Page:Taxil, Hacks, Le Diable au XIXe siècle, Delhomme et Briguet, 1894, tome 2, partie 2.djvu/292

Le texte de cette page a été corrigé et est conforme au fac-similé.

Pendant cette seconde phase, c’est le projecteur de la tribune de l’Est qui éclaire Sophie de son feu convergent. À la fin de l’opération, dont le maximum de durée totale est une heure, elle est redevenue telle qu’au début, lorsqu’elle était de l’autre côté du mur. Elle se rhabille ; toute l’assistance est alors passée dans la seconde moitié de la salle, si toutefois l’affluence ne s’oppose pas à ce déplacement. Enfin, les Mages Élus viennent lui donner le baiser en cinq points, et, les autres personnes présentes défilant tour à tour et mettant genou en terre devant elle, elle les bénit ésotériquement.

On se retire, c’est fini.

Maintenant, que dire de cette expérience de haute magie ? Y a-t-il vraiment œuvre de grand-rite, c’est-à-dire prestige diabolique de premier ordre, ou bien simplement œuvre de prestidigitation, tour de passe-passe à la Robert-Houdin admirablement exécuté ?
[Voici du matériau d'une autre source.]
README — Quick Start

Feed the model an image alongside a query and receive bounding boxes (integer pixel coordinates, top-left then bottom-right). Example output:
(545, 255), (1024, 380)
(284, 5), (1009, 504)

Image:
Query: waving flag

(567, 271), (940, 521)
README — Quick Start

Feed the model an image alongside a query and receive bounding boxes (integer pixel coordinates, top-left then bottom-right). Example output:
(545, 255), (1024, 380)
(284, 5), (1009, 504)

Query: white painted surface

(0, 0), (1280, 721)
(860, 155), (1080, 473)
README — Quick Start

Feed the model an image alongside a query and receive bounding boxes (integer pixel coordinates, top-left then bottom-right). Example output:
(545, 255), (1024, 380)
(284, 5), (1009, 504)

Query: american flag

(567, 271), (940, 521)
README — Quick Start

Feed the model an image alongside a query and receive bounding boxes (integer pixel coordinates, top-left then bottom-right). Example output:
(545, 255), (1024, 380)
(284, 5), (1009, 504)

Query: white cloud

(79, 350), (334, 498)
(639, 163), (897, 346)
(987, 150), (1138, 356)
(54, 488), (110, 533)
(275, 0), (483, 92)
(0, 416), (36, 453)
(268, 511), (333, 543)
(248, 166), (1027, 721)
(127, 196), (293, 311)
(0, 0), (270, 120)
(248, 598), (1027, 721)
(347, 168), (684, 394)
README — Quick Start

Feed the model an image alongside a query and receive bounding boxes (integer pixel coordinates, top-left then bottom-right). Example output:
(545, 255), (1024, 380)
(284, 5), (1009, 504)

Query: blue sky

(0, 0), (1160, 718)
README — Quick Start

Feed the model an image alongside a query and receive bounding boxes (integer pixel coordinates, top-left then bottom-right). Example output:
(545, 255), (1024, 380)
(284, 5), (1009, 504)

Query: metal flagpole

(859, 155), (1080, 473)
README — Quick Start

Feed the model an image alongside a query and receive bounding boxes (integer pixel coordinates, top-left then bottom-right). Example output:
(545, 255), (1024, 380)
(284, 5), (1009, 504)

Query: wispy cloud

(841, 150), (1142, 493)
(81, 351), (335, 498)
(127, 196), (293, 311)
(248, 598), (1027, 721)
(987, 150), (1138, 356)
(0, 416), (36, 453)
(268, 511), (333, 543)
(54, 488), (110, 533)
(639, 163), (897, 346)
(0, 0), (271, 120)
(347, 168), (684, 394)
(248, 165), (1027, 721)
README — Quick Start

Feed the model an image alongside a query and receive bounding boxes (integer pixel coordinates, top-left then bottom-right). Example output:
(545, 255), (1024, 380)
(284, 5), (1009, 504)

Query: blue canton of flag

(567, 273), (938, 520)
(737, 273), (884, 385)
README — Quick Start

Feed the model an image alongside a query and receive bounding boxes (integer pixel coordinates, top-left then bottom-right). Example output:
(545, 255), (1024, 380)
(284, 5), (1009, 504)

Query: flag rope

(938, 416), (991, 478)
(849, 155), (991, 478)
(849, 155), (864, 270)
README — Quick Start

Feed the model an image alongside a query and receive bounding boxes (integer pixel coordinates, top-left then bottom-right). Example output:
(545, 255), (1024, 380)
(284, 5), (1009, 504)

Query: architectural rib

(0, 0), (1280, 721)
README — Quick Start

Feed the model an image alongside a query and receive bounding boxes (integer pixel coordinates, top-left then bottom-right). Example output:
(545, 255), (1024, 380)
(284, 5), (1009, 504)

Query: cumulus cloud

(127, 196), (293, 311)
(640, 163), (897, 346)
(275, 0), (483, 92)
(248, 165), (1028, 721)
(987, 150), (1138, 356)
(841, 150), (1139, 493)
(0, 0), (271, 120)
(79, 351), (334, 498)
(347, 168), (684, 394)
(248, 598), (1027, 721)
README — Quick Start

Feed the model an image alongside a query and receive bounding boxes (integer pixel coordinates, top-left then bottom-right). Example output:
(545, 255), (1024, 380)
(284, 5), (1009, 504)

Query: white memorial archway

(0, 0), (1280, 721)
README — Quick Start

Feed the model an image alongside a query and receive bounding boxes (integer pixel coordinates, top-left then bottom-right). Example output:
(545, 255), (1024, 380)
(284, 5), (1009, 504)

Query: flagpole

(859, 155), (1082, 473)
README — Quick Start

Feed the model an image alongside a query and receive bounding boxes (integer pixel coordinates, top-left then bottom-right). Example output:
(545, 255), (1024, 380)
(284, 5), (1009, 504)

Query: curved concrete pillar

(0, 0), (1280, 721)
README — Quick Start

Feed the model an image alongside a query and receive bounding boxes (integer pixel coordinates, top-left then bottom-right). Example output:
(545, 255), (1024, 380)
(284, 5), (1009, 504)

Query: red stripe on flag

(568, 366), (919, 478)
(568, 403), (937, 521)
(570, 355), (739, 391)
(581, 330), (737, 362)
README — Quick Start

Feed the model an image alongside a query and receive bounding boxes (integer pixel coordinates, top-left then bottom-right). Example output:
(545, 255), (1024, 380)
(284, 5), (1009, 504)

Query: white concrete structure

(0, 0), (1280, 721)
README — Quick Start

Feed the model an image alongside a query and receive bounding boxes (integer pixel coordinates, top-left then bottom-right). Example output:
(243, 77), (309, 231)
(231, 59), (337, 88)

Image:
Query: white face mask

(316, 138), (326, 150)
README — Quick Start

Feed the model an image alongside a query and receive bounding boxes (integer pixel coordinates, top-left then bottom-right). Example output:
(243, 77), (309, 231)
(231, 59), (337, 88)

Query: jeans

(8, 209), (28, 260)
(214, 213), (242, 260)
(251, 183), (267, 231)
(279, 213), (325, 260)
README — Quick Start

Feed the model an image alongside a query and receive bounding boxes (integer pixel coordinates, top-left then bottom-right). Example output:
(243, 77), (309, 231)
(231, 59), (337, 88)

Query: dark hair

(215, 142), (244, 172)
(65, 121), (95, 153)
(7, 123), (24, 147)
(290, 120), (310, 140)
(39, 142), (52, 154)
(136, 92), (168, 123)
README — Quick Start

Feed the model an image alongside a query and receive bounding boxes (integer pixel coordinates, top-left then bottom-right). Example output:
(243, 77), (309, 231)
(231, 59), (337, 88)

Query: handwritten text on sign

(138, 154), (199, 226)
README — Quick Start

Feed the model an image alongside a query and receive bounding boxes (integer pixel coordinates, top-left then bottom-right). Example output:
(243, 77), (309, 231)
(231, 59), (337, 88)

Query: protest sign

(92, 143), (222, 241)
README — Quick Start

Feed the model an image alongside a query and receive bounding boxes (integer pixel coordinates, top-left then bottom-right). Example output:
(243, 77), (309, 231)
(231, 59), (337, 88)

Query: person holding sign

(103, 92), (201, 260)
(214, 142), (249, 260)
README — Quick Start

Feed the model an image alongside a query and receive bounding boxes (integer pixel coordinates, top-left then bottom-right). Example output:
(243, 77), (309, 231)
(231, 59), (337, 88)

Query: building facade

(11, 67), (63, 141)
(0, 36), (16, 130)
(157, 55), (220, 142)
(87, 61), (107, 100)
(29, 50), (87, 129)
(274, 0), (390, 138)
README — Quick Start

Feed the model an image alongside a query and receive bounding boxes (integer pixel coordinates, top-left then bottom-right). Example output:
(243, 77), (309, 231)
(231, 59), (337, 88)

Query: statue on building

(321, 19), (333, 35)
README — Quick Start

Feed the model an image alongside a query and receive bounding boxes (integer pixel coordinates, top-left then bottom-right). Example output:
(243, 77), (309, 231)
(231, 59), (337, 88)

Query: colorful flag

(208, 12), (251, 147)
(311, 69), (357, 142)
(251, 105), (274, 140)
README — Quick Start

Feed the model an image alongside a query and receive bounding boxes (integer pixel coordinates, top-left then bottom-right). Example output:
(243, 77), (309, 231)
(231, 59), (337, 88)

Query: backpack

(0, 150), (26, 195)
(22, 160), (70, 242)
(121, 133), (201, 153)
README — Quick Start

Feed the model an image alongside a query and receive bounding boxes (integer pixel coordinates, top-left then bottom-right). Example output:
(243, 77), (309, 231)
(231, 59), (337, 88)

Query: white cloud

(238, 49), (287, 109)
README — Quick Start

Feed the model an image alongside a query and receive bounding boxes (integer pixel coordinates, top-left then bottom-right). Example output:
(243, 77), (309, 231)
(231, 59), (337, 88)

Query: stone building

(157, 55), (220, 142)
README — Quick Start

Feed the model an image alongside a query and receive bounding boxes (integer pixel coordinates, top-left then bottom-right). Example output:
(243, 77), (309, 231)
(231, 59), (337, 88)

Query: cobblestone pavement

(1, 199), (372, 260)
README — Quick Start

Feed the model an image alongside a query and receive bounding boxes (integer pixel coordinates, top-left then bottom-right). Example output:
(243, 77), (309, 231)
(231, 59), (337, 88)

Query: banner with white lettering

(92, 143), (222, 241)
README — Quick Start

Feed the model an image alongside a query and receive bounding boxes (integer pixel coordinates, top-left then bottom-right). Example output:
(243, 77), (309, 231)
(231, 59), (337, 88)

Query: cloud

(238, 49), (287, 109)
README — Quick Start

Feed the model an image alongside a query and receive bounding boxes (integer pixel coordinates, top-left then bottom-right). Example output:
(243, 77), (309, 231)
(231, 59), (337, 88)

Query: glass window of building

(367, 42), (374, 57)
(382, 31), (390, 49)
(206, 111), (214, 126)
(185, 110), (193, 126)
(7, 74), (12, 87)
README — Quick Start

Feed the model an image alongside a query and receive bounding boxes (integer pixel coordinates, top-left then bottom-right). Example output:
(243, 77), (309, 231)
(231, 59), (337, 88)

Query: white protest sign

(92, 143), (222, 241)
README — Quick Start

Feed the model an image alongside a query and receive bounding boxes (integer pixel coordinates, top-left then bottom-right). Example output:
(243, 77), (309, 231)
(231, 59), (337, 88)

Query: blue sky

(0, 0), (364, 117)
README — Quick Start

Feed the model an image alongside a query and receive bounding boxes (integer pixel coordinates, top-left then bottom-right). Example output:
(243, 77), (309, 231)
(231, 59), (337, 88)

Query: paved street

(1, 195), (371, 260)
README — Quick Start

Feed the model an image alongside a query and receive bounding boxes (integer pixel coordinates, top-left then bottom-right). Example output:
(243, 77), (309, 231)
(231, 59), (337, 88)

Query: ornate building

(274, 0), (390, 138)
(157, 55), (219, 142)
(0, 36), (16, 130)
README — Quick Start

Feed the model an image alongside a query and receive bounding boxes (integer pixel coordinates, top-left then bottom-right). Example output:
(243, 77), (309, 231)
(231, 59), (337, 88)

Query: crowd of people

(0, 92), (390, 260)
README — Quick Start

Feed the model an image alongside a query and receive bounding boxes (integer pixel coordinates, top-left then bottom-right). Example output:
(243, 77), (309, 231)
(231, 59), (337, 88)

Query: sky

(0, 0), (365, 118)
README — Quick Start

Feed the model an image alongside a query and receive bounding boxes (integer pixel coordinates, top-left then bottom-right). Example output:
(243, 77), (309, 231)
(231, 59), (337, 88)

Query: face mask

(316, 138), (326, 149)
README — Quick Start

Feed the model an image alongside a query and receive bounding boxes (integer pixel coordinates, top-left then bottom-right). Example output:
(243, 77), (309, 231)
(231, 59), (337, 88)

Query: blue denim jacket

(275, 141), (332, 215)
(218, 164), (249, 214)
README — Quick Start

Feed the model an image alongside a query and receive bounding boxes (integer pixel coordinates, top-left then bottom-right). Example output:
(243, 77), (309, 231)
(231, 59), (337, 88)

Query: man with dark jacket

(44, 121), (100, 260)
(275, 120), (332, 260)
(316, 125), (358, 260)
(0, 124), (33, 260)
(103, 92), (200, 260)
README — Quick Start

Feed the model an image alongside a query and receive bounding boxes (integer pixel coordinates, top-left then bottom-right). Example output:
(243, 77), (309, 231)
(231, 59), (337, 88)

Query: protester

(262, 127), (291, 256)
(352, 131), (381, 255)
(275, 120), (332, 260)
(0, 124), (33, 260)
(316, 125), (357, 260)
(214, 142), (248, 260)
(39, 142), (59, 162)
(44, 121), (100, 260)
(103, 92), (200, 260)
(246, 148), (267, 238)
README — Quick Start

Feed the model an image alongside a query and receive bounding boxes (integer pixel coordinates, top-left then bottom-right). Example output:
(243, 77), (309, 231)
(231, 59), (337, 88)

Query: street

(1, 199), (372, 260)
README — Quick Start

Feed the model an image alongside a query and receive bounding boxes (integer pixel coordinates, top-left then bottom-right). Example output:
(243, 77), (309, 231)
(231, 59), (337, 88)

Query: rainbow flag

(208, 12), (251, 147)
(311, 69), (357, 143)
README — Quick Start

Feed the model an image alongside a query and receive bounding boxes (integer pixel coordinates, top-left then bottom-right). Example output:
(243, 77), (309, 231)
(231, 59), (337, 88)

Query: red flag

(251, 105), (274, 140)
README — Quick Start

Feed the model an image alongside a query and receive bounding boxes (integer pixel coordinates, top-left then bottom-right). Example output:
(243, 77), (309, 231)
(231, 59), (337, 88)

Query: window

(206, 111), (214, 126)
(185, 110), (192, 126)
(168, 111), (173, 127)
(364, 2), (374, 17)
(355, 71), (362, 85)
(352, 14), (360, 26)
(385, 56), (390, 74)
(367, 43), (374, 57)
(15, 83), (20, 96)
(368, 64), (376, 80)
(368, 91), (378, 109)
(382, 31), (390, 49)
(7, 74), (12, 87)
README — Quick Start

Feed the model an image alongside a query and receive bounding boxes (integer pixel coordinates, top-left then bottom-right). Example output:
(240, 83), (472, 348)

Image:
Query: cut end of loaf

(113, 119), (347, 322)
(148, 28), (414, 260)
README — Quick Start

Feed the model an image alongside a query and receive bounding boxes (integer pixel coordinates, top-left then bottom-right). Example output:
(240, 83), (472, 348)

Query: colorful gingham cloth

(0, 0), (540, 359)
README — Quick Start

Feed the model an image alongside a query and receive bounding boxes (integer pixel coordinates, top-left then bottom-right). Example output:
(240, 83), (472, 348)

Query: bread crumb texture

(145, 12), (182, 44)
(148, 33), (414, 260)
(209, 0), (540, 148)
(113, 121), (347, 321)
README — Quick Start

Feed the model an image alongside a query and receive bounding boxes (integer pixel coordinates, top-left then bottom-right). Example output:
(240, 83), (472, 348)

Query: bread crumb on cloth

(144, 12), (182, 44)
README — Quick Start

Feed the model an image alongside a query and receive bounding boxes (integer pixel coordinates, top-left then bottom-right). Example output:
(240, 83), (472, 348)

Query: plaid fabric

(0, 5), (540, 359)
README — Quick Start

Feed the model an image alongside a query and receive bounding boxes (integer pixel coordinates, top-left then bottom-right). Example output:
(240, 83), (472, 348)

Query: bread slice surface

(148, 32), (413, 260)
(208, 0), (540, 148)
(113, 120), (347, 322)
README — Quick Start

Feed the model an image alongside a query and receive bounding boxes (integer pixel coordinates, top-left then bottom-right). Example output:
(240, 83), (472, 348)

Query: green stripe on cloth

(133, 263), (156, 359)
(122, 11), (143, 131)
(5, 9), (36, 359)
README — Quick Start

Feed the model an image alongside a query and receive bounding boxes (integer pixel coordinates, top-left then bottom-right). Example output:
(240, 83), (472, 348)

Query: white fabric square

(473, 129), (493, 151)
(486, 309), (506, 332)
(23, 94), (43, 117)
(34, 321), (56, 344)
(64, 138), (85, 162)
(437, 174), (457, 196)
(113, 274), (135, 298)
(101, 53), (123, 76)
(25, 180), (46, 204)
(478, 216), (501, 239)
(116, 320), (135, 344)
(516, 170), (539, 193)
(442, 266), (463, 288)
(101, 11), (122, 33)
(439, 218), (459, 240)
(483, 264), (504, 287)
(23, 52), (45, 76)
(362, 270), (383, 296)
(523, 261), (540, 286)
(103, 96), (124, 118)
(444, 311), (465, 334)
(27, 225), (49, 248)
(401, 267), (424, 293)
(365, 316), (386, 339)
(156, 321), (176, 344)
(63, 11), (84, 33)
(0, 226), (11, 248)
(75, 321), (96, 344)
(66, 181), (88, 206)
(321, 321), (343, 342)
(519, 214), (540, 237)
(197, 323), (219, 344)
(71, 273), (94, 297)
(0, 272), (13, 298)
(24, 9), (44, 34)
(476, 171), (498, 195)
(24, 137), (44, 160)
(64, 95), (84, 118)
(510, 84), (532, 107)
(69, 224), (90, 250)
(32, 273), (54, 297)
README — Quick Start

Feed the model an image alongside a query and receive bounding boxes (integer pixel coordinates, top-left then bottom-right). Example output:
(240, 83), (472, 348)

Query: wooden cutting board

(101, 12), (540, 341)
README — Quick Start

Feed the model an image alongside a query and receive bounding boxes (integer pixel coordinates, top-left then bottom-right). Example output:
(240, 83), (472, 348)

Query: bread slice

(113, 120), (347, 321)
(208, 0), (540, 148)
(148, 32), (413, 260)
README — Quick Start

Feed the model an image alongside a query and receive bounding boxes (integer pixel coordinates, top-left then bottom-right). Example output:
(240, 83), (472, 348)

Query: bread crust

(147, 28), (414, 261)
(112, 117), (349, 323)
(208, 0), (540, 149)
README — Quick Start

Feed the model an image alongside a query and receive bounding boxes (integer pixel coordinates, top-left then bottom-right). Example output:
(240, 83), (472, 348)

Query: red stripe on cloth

Les théologiens que j’ai consultés, sont d’avis que cette apparente traversée du mur n’est pas au-dessus de la puissance du démon.

Mais examinons d’abord l’opération au point de vue naturel, en supposant une supercherie humaine. Même parmi les palladistes, il y a des sceptiques, qui disent admirer l’adresse incomparable de Mlle Walder et ne croient pas à sa prétendue faculté de fluidification.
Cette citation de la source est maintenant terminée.